Posted By Julia Dowling

Posted Jun 24th, 2011

8 Comments

  • Emily Miller

    June 24, 2011

     

    The reality there is sobering and yet the women and their friends and families go on. Thank you Julia and Quinn for witnessing.

    • Julia Dowling

      June 30, 2011

       

      Em, the women here are quite an inspiration – they remind me of the women in our own family. I feel lucky to be part of so many strong, female communities.

  • wendy

    June 25, 2011

     

    Julia, you have touched the hearts of these women with your caring and that’s an important part of the healing process.

    • Julia Dowling

      June 30, 2011

       

      Wendy, I’m not sure there’s anyway not to reach out to these women when they open up their hearts to you.

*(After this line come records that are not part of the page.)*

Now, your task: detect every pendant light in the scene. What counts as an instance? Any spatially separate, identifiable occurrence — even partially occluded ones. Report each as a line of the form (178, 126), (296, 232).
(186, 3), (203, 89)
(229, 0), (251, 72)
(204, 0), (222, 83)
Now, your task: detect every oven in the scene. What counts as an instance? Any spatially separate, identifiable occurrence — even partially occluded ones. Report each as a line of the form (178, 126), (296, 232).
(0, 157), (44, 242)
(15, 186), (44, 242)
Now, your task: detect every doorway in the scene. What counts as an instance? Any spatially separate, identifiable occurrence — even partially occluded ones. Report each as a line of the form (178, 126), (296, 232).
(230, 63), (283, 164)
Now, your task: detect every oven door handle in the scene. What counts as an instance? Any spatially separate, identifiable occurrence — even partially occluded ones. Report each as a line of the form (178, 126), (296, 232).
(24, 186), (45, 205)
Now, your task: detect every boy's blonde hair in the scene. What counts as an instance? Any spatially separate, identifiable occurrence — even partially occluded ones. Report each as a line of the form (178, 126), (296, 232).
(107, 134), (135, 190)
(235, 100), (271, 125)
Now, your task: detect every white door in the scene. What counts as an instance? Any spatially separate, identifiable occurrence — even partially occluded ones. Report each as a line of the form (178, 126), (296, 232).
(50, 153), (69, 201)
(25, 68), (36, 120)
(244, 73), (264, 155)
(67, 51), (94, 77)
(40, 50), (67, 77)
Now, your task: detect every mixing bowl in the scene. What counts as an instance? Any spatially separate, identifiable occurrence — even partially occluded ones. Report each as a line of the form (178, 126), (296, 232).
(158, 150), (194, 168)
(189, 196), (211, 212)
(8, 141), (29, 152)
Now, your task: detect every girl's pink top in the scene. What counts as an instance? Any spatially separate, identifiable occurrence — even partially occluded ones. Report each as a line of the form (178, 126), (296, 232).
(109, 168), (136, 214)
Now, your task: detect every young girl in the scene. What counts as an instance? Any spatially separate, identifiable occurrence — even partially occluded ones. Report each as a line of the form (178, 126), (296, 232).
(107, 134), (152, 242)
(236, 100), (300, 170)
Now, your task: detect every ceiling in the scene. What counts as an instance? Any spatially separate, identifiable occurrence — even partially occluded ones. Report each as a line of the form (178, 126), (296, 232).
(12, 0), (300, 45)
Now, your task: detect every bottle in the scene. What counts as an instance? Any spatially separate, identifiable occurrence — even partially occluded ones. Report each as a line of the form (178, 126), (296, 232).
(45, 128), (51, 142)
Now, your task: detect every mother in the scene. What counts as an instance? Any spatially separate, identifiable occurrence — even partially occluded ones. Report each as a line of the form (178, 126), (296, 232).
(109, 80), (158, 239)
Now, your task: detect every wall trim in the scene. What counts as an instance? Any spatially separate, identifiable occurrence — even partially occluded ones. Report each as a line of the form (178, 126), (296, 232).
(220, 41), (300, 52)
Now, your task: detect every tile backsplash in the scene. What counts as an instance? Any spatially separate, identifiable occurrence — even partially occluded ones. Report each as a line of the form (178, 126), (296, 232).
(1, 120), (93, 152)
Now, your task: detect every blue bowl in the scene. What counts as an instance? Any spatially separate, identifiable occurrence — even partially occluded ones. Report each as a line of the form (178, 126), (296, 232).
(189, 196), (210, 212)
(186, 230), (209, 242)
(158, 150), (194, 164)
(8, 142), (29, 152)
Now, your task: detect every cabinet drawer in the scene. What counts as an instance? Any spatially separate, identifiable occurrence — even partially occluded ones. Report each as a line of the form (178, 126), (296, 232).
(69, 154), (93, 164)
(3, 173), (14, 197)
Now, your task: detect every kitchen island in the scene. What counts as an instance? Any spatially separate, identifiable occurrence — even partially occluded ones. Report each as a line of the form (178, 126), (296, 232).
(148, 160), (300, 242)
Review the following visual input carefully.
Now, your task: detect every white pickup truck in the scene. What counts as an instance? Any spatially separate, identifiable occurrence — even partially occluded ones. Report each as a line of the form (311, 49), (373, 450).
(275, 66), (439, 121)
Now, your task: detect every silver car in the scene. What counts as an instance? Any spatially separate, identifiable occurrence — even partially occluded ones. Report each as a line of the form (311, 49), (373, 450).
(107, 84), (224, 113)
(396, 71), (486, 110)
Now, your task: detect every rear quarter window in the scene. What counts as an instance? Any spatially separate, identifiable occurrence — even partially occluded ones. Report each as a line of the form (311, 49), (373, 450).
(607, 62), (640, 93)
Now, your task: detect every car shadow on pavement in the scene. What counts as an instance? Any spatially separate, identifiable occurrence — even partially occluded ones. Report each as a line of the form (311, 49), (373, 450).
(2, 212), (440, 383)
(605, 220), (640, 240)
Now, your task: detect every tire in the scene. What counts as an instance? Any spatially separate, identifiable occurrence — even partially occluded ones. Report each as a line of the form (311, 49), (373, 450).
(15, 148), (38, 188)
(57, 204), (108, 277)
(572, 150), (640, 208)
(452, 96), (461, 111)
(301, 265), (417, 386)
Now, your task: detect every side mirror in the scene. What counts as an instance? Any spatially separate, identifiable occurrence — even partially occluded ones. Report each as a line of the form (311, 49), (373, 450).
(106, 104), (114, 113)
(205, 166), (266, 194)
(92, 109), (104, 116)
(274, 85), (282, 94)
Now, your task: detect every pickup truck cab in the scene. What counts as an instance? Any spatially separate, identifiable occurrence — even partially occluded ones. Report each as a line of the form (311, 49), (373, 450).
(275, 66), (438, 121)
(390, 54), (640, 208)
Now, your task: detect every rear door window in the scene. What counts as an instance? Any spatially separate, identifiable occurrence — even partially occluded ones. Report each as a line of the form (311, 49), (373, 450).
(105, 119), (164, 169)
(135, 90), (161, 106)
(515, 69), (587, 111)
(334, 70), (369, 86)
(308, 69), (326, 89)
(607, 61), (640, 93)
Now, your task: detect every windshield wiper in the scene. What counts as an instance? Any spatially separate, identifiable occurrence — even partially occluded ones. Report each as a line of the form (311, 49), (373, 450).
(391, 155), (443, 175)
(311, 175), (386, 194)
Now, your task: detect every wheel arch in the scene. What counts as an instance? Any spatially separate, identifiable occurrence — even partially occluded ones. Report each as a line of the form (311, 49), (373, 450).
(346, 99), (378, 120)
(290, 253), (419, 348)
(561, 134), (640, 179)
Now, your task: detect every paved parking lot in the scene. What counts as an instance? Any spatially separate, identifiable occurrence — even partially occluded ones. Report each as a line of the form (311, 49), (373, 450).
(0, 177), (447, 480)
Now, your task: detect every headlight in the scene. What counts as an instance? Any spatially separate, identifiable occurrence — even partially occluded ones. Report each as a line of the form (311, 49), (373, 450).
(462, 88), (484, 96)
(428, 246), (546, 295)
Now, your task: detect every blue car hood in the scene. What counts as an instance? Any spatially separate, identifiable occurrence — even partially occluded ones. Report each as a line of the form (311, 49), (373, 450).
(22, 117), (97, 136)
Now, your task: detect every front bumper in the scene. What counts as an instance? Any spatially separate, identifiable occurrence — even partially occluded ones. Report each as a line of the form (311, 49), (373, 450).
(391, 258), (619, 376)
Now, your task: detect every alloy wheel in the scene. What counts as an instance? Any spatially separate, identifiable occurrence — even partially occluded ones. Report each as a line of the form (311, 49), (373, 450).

I think a lot of what I do, say, think here has been taught to me by mom – she knows how to show even a stranger that she cares.

  • Maria

    July 3, 2011

     

    Hi Julia–I was very moved by your piece and knowing you, you are bringing hope and peace to every woman you meet. Stay strong and keep up the good work!

  • Eve

    July 8, 2011

     

    Powerful post, Julia.
    “..a pause in the pain.” You are doing great work with your life.